We believe that the topological and structural features of heterogeneous network contain important information which is useful for discovering more reliable miRNA-disease associations. In present work, we develop an efficient computational method based on hybrid recommendation approach and unbalanced bi-random walk, called BRWHNHA (Bi-random Walk on Heterogeneous Network based on Hybrid Approach), which exploits the characteristic of nodes and the topological structural of the known miRNA-disease association by using hybrid recommendation approach, and taken advantage of the different topological structural between similarity networks of miRNA and disease by adopting bi-random walk on heterogeneous network. The hybrid recommendation algorithm adds some virtual edges to heterogeneous networks by calculating the transition matrix of bipartite network, so that the unbalanced bi-random walk on the new heterogeneous network can find potential miRNAs related to diseases more efficiently. To validate the prediction ability of BRWHNHA, we adopted five-fold cross-validation and compared BRWHNHA with MIDPE17, HAMDA21, and BRWH22. The average AUC is 2.13%, 0.69%, and 2.20% higher than the three methods. The case studies on lung neoplasms and prostatic neoplasms, and in the top 50 predicted associations, there are 49 and 46 real associations, respectively. It further demonstrates the ability of BRWHNHA in discovering potential miRNAs associated with disease.

Results

To evaluate the prediction effectiveness of BRWHNHA in exploring undiscovered association between miRNAs and diseases, we compared BRWHNHA with MIDPE17, HAMDA21, and BRWH22 by five-fold cross-validation with repeating 100 times on the dataset obtained by Luo and Xiao22. For a given disease, we randomly divided the known-related miRNAs into five subsets with equal size. For each round, we used one subset as testing set and other four subsets as training set. After 5 rounds, we calculated the average AUC value. In order to reduce false positive, we recalculated miRNAs similarity and obtained a bran-new similarity matrix in each round of prediction. Then we calculated the probability of association between the given disease and miRNAs by BRWHNHA. Finally, all candidate miRNAs were ranked by association probability.

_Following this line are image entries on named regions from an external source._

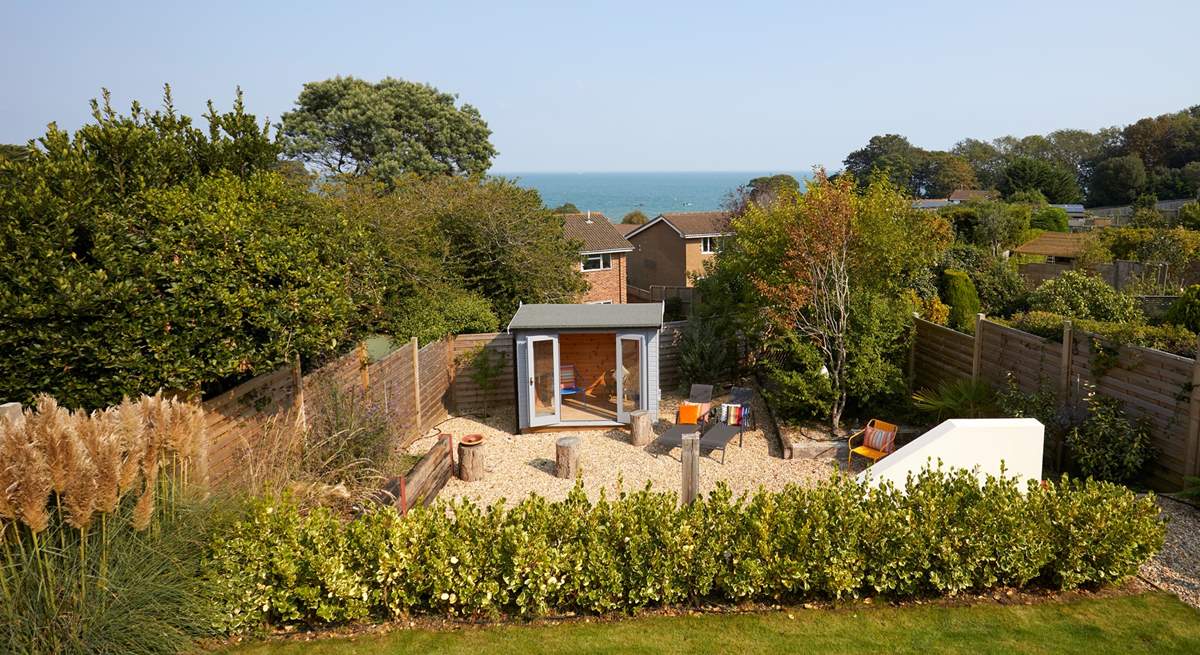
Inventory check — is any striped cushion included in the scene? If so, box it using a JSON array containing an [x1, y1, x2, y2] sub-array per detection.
[[863, 426, 896, 452]]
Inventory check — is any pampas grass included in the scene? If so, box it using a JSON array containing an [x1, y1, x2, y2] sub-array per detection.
[[0, 393, 208, 653]]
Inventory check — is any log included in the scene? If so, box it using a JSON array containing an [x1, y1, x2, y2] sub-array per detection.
[[554, 437, 580, 480], [458, 444, 484, 482], [629, 409, 654, 446]]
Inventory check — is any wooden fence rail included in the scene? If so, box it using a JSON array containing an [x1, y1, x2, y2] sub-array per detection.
[[910, 316, 1200, 491]]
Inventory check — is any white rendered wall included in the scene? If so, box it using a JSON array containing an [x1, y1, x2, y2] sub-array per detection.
[[858, 419, 1045, 488]]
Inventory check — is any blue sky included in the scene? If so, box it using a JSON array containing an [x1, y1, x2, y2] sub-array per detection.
[[0, 0, 1200, 173]]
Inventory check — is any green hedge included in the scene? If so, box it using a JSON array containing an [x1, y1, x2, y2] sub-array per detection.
[[1000, 312, 1196, 357], [205, 470, 1164, 632]]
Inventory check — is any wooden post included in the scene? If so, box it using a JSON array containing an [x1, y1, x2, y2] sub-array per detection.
[[292, 353, 308, 429], [971, 313, 986, 381], [458, 441, 484, 482], [0, 403, 20, 422], [408, 337, 425, 434], [905, 312, 920, 395], [629, 409, 654, 446], [679, 432, 700, 505], [359, 341, 371, 391], [1183, 337, 1200, 475], [554, 437, 580, 480]]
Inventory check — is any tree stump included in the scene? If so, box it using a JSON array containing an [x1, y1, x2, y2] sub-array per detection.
[[554, 437, 580, 480], [629, 409, 654, 446], [458, 444, 484, 482]]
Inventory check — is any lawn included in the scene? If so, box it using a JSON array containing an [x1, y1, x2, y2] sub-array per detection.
[[229, 593, 1200, 655]]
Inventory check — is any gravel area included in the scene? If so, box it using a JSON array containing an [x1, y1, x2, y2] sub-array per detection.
[[1141, 498, 1200, 608], [409, 395, 838, 504]]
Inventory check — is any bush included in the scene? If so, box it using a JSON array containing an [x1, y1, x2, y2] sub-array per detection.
[[1030, 271, 1145, 323], [1067, 395, 1153, 482], [1175, 200, 1200, 229], [1030, 206, 1070, 232], [1163, 284, 1200, 332], [206, 470, 1164, 632], [942, 269, 979, 332], [1002, 312, 1196, 357], [679, 317, 737, 386]]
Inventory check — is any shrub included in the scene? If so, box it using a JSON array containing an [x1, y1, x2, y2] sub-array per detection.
[[912, 379, 998, 421], [0, 396, 218, 654], [942, 269, 979, 332], [1030, 206, 1070, 232], [1175, 200, 1200, 229], [1164, 284, 1200, 332], [1030, 271, 1144, 322], [206, 470, 1164, 632], [1001, 312, 1196, 357], [679, 316, 737, 386], [1067, 395, 1153, 482]]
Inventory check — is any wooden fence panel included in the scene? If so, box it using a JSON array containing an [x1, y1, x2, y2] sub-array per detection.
[[913, 318, 974, 389]]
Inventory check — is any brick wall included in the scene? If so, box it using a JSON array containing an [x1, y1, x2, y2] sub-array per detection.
[[581, 252, 628, 304]]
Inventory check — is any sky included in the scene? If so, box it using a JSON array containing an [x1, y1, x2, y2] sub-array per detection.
[[0, 0, 1200, 173]]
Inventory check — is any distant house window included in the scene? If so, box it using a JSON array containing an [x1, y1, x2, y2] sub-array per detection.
[[583, 253, 612, 271]]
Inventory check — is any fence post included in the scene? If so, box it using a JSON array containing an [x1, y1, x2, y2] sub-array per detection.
[[1183, 337, 1200, 475], [408, 337, 425, 434], [971, 313, 986, 381], [905, 312, 920, 388], [679, 432, 700, 505], [292, 353, 308, 429]]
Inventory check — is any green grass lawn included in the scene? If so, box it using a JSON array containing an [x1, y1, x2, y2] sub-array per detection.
[[230, 593, 1200, 655]]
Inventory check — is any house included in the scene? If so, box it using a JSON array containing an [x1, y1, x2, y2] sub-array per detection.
[[506, 302, 664, 431], [563, 211, 634, 304], [625, 211, 733, 298]]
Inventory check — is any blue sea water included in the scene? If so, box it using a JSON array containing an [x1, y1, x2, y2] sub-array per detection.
[[498, 170, 810, 223]]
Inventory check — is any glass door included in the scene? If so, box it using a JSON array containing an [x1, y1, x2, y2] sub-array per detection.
[[526, 337, 560, 427], [616, 335, 646, 423]]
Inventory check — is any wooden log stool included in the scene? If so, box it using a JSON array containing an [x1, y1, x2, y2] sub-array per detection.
[[458, 434, 484, 482], [629, 409, 654, 446], [554, 437, 580, 480]]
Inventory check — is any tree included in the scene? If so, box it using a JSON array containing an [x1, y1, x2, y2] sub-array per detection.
[[0, 83, 354, 408], [917, 152, 979, 198], [1000, 157, 1082, 203], [620, 209, 650, 226], [282, 77, 496, 181], [1087, 155, 1147, 206]]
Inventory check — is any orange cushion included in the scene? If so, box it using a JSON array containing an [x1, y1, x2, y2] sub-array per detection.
[[679, 401, 700, 425]]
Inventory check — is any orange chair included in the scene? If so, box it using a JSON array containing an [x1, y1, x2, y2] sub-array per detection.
[[846, 419, 900, 465]]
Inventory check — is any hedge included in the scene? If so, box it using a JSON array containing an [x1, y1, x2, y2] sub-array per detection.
[[998, 312, 1196, 357], [205, 469, 1164, 633]]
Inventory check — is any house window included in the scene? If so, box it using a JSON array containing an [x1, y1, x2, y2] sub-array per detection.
[[583, 253, 612, 271]]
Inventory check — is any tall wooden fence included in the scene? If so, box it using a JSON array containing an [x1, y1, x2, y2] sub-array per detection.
[[910, 316, 1200, 491], [203, 322, 686, 481]]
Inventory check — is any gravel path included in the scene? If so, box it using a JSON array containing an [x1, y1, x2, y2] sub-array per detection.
[[409, 388, 836, 504], [1141, 498, 1200, 608]]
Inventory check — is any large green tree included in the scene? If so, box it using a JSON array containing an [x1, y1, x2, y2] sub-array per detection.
[[0, 89, 354, 408], [282, 77, 496, 180]]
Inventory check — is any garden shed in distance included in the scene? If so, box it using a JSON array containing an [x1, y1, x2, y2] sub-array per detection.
[[508, 302, 662, 431]]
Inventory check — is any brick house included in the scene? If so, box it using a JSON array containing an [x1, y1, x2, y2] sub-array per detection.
[[563, 211, 634, 305], [625, 211, 732, 298]]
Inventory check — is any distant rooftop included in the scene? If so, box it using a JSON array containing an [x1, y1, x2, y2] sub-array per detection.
[[562, 211, 634, 254], [508, 302, 662, 332]]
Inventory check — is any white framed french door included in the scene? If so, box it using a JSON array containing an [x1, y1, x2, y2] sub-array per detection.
[[526, 337, 563, 427], [616, 332, 647, 423]]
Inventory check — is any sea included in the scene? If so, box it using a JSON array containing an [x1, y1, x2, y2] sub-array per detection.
[[497, 170, 811, 223]]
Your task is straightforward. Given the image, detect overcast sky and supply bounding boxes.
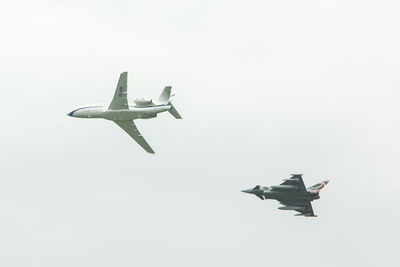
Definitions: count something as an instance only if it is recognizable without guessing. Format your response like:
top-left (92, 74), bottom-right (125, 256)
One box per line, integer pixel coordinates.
top-left (0, 0), bottom-right (400, 267)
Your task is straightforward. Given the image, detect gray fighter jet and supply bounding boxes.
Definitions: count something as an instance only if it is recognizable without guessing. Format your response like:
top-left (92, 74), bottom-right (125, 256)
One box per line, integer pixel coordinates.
top-left (242, 174), bottom-right (329, 217)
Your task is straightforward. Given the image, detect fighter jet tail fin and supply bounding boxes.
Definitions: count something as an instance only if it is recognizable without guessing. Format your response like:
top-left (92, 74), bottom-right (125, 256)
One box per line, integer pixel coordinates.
top-left (307, 180), bottom-right (329, 192)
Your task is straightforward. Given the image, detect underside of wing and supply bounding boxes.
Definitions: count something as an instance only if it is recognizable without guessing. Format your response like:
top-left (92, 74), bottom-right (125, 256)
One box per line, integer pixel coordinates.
top-left (279, 201), bottom-right (316, 217)
top-left (108, 72), bottom-right (129, 110)
top-left (114, 121), bottom-right (155, 154)
top-left (271, 174), bottom-right (306, 191)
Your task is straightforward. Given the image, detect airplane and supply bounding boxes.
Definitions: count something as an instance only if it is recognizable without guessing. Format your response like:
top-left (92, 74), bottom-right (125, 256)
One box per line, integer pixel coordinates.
top-left (67, 72), bottom-right (182, 154)
top-left (242, 174), bottom-right (329, 217)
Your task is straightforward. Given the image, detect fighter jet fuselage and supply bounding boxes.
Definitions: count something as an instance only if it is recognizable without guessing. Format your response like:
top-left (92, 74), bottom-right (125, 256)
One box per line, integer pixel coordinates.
top-left (242, 174), bottom-right (329, 217)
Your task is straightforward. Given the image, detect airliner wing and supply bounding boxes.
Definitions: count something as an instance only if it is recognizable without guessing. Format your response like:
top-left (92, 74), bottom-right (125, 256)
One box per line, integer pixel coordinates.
top-left (114, 121), bottom-right (155, 154)
top-left (108, 72), bottom-right (129, 110)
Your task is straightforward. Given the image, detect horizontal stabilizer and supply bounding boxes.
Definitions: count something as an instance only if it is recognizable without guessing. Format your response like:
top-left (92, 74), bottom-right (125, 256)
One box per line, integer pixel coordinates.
top-left (168, 103), bottom-right (182, 119)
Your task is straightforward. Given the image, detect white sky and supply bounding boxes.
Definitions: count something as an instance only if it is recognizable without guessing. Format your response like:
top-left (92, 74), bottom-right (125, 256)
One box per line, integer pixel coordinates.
top-left (0, 0), bottom-right (400, 267)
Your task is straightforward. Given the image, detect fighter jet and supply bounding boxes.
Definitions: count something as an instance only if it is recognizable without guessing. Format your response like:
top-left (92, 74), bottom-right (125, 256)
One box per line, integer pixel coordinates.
top-left (242, 174), bottom-right (329, 217)
top-left (67, 72), bottom-right (182, 154)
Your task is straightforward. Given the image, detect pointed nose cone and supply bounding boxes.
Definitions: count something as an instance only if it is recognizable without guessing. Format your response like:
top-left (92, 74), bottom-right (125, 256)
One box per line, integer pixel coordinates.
top-left (242, 189), bottom-right (254, 194)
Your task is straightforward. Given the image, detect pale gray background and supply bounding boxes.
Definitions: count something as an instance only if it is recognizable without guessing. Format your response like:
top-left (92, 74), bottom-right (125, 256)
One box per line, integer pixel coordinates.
top-left (0, 0), bottom-right (400, 267)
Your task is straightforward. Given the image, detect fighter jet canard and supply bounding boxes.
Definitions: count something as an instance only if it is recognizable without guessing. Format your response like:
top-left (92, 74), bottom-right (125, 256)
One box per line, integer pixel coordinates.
top-left (242, 174), bottom-right (329, 217)
top-left (67, 72), bottom-right (182, 154)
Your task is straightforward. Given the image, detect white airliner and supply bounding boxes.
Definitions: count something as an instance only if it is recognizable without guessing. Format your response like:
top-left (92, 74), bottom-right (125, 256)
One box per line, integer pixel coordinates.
top-left (67, 72), bottom-right (182, 154)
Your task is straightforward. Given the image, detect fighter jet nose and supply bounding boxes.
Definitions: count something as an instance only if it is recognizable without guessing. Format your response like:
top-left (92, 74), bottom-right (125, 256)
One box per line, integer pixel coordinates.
top-left (241, 189), bottom-right (253, 194)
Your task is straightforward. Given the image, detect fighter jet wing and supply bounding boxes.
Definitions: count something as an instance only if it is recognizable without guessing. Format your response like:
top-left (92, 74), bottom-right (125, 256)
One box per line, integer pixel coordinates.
top-left (271, 174), bottom-right (306, 191)
top-left (279, 201), bottom-right (317, 217)
top-left (114, 121), bottom-right (155, 154)
top-left (108, 72), bottom-right (129, 110)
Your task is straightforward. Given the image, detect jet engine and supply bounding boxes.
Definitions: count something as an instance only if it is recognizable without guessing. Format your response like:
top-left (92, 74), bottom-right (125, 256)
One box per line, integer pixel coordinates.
top-left (133, 98), bottom-right (153, 107)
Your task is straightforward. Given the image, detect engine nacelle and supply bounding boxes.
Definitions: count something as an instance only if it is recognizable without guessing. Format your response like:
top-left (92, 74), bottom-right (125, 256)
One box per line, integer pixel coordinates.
top-left (133, 98), bottom-right (153, 107)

The higher the miRNAs in testing set were ranked, the better the performance. As the most of diseases only have a few association with miRNAs that have been proved, the performance of the prediction methods can not be accurately evaluated. Hence we only tested the 22 diseases associated with at least 60 miRNAs as Luo and Xiao22. We only showed recall-precision curve of breast neoplasms and lung neoplasms. In addition, we analyzed effect of parameters on performance of BRWHNHA.

Performance evaluation

In this study, the novelty of BRWHNHA was to calculate the transition probability matrix of bipartite network by using hybrid recommendation algorithm, and then a bi-random walk on heterogeneous network based on hybrid approach was adopted. The average AUC is 83.55% without using hybrid recommendation algorithm, which was 2.14% less than using hybrid recommendation algorithm. Therefore, it is important to construct the transition probability matrix by hybrid recommendation algorithm. The prediction accuracy was actually improved by exploring the prior information and topological structure of bipartite networks. The same heterogeneous network was used on MIDPE17, HAMDA21 and BRWH22. The best parameters of α = 0.9 and γ = 0.8 for MIDPE, σ = 0.7 and ρ = 0.8 for HAMDA λ = 0.6, α = 0.4, r = 2, l = 1 for BRWH were adopted as reported in original papers.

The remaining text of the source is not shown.